My kids have been so great through this difficult time. Both are home from college taking online classes, making the best of the situation. No complaining. Zero arguing. Very little whining. It’s like they know when we, the parents, are right on the edge and they rise to the occasion.
I feel particularly sad for my daughter, finishing her senior year. She’s not spending her last semester with her best friends. And she won’t be walking to accept her well-earned diploma at graduation. And she has no idea what the job market will look like after May. But she’s been upbeat and positive since this all went down… until the other night.

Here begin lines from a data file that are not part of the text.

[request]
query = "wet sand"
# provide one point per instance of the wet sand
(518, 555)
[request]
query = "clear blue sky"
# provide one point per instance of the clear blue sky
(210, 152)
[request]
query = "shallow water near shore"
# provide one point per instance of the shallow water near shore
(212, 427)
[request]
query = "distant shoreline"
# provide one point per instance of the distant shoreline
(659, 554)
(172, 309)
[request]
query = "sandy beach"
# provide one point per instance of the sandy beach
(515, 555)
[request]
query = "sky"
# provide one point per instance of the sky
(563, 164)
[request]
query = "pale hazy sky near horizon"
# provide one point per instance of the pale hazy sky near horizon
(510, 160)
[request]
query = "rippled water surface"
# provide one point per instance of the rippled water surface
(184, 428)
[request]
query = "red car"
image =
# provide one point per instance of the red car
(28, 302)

We were having a Zoom Happy Hour with friends, all commenting about how much it sucks that she’s not able to experience her last semester and walk for graduation. She escaped into her room and started to cry. It was the first time. It hit her. I knew it would.
But for the first time in her life I really didn’t have a good “answer”. There was no making this better. I didn’t have any words of wisdom. No lesson to learn.

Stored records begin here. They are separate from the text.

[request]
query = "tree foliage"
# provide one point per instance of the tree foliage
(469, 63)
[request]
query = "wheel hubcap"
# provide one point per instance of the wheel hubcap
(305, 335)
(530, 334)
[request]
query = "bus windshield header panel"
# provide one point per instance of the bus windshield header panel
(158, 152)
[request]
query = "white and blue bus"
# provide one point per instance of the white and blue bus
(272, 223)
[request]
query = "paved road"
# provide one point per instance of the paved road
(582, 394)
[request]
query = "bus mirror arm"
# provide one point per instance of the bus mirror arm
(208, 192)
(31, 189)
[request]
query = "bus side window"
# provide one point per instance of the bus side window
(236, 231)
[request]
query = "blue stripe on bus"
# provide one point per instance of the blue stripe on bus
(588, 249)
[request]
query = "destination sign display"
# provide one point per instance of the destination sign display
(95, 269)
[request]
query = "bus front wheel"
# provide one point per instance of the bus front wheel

All I could muster was “This just sucks. And I’m so, so sorry.” I couldn’t say things like “Well, we’re all healthy.” or “We’ll have a big celebration.” or “You’ll learn from this experience.” All true but not at all helpful in the moment. She needed to grieve and I needed to just listen.
Of course there are much worse things people are enduring now, I know. But when you work hard for four years and there’s no commemoration of this monumental moment it feels unfinished. It hurts. There’s a real loss. She’s not going to get this major life moment back. No graduation. It’s sad. It sucks.
Graduation is a joyful time, a time to celebrate. And we will. But this milestone will just look and feel a little different.